Un passo avanti (e un dubbio)

Il provvedimento riguardante la formazione delle classi, varato ieri dal ministro della Pubblica Istruzione, non è soltanto ispirato a un condivisibile buon senso, ma è anche ormai urgentissimo affinché istruzione e integrazione possano andare, se non proprio di pari passo, almeno di buon accordo. Da settembre, dunque, per evitare che si moltiplichino i casi di classi-ghetto dalle quali gli scolari italiani sono quasi del tutto spariti, il numero di stranieri per ogni sezione non potrà superare il 30 per cento degli alunni. Se questo tetto viene oltrepassato, e succede spesso e in molte scuole, ne soffre non solo la didattica, ma anche l' integrazione dei piccoli stranieri. Ovvio, infatti, che in una classe nella quale raggiungono o superano il 50 per cento, tendono a giocare, a fraternizzare con i bambini che vedono in qualche modo simili a loro, a maggior ragione se in soprannumero; e la mescolanza vera, proficua, indispensabile per un futuro di convivenza armoniosa resta un miraggio.
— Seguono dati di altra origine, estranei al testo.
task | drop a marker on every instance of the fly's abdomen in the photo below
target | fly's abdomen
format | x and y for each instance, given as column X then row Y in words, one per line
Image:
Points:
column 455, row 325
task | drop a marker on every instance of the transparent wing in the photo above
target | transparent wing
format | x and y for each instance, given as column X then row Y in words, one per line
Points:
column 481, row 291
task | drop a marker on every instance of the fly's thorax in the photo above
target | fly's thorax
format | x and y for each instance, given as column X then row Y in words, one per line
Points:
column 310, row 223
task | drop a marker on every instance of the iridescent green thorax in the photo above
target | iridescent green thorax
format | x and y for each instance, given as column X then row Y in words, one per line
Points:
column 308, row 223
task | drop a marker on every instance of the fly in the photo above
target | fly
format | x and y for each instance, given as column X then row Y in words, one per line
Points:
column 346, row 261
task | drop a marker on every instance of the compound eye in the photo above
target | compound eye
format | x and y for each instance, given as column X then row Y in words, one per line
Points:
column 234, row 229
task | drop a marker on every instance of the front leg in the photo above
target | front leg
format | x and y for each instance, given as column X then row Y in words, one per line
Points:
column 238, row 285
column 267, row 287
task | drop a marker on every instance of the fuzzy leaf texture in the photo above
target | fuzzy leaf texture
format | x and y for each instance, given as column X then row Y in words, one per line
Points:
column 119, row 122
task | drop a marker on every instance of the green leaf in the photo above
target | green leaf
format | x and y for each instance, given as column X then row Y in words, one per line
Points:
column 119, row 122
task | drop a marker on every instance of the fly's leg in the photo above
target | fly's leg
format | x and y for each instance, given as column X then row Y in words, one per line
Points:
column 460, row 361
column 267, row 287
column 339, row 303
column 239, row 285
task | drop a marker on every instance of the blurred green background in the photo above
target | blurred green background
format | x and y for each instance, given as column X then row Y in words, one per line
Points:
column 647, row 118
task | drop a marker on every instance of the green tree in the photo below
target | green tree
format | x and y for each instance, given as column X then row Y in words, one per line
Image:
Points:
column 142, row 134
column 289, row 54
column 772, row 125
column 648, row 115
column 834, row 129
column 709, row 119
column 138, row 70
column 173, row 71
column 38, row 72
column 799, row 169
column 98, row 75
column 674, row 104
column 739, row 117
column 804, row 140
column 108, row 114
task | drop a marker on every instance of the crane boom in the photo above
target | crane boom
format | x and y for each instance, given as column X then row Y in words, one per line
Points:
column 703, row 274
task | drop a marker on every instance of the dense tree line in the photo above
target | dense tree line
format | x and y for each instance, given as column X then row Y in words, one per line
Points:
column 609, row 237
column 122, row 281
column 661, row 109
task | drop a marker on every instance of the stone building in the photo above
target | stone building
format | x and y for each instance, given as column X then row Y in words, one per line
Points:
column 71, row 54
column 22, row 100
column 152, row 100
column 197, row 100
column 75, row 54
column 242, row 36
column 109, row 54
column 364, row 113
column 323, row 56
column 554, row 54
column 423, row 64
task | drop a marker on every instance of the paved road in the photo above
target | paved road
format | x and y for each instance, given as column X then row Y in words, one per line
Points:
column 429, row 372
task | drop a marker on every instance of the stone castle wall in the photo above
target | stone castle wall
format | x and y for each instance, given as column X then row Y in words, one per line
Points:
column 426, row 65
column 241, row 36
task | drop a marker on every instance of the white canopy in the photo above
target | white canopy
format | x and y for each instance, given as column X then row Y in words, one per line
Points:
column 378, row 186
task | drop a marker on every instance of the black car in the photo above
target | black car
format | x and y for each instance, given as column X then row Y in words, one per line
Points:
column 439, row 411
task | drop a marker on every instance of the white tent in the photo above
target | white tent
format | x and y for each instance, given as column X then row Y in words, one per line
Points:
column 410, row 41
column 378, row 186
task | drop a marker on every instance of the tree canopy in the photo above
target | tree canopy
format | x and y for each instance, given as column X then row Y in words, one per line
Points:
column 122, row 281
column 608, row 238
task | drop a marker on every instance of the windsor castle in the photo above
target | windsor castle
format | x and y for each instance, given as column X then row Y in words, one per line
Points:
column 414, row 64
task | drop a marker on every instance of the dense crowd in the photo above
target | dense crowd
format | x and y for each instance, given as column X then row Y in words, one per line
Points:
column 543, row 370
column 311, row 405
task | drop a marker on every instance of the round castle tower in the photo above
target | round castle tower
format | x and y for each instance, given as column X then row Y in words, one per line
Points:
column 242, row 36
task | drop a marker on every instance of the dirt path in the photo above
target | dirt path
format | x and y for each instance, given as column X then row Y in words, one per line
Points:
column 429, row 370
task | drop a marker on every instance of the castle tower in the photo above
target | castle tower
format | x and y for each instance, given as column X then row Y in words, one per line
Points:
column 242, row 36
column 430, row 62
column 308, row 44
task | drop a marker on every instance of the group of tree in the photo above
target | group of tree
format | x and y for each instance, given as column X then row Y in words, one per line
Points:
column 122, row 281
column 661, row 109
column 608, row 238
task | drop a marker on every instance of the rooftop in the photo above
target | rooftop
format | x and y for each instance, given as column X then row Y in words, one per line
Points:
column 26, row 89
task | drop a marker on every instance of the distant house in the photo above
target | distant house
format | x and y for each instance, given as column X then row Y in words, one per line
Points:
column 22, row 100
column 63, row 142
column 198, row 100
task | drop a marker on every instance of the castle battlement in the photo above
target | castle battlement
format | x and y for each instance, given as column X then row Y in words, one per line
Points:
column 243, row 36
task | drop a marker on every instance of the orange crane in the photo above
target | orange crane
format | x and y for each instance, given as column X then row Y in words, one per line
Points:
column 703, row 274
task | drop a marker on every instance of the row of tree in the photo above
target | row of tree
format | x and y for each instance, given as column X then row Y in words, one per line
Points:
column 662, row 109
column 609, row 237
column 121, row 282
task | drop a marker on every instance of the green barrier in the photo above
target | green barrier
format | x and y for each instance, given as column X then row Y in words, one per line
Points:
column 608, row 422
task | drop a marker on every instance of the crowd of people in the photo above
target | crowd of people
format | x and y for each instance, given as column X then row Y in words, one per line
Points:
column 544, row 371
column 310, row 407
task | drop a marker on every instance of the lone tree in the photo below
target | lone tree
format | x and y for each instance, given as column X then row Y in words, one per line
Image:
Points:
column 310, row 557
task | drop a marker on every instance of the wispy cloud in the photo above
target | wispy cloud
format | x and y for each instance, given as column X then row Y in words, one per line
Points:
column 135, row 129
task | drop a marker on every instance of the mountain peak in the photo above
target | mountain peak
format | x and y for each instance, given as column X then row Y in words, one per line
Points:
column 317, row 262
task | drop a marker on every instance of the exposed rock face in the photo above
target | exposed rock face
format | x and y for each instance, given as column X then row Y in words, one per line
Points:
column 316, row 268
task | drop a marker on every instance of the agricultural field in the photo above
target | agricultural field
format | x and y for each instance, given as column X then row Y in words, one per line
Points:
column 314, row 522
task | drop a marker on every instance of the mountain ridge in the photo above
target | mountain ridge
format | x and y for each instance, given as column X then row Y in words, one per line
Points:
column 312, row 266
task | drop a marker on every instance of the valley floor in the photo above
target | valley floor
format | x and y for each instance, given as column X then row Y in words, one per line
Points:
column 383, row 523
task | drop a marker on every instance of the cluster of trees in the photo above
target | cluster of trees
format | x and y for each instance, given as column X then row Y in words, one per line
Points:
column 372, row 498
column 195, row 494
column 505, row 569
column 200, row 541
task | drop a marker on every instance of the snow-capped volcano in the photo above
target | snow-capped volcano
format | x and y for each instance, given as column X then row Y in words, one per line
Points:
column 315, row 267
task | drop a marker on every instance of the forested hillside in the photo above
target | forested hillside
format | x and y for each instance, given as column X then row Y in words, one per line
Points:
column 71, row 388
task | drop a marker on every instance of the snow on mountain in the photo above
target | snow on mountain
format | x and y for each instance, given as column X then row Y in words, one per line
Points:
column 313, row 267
Quel che è altrettanto grave e carico di conseguenze è che, contemporaneamente, ne risente il livello di istruzione dell'intera classe: per portare il gran numero di alunni stranieri in pari con quelli italiani si rallentano i tempi della didattica.

Certo non tutto si risolve con un provvedimento, perché se il lavoro di integrazione non continua anche fuori della scuola, con le famiglie immigrate isolate nei palazzoni popolari dai quali gli inquilini italiani, appena possono, tentano di andarsene, la battaglia è comunque persa. Ma il provvedimento—e anche questo è un dettaglio non da poco —non specifica neppure il modo in cui dovrebbe venire individuata la percentuale di alunni cosiddetti stranieri, considerando che, almeno a livello di scuole elementari, la quasi maggioranza di loro è ormai nata in Italia, a volte anche con cittadinanza italiana, senza, però, che per questo necessariamente parlino la nostra lingua come i loro coetanei con genitori e nonni italiani. Il primo passo, insomma, è stato fatto e la teoria è stilata; ora si dovrà fare il secondo e più difficile, mettere cioè in pratica il decreto. E sarà lavoro—impervio—di direttori e presidi.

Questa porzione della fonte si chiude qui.